Water temperature in the shower is determined by the mixing of cold water + hot water from the two different pipes in your house.
If the water pressure suddenly changes, like for say someone flushes the toilet, the cold water pressure in the shower drops and the temperature increases.
Most showers these days have valves designed to minimize this effect. Because suddenly having nothing but scalding water can be dangerous.
The valve mechanically senses the drop in pressure and adjusts the pressure of the other pipe to compensate, but there’s still a fluctuation in pressure and temperature change. It just isn’t as bad as without the valve.
Your valve might also be worn out.
The water coming out of the shower head is a hot and cold stream mixed together inside of a valve.
The valve balances the pressure between the two streams by opening the hot stream and closing the cold stream as your turn the valve towards from cold to hot.
At any given temperature coming out of the shower head, the hot and cold streams’ pressures are balanced to give you that temperature.
If someone starts the washing machine on a cold cycle, the washing machine is letting a bunch of cold water in. The pressure of the cold water lines in your house drops. If you are in the shower, the lower pressure cold water would allow more hot water to push in through the valve, causing the shower water to get hotter.

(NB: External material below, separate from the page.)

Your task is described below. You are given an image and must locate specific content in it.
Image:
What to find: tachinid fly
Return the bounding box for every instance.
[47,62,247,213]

For an example take two pipes, one supplying hot water and the other, cold water.
A **shower** gets water from both of these pipes and depending upon the adjustable valve , we get our perfect bath mix at desired pressure.
Imagine a **tap** which gets water only from the cold pipe.
While taking a shower, if someone else opens the tap, the water from the cold pipe prefers the tap instead of shower since the pressure loss is lower that way. Hence, the shower gets hotter. The person in the shower will have to re-adjust the valve towards the colder side, so as to allow more cold water from the pipe to reach the shower valve.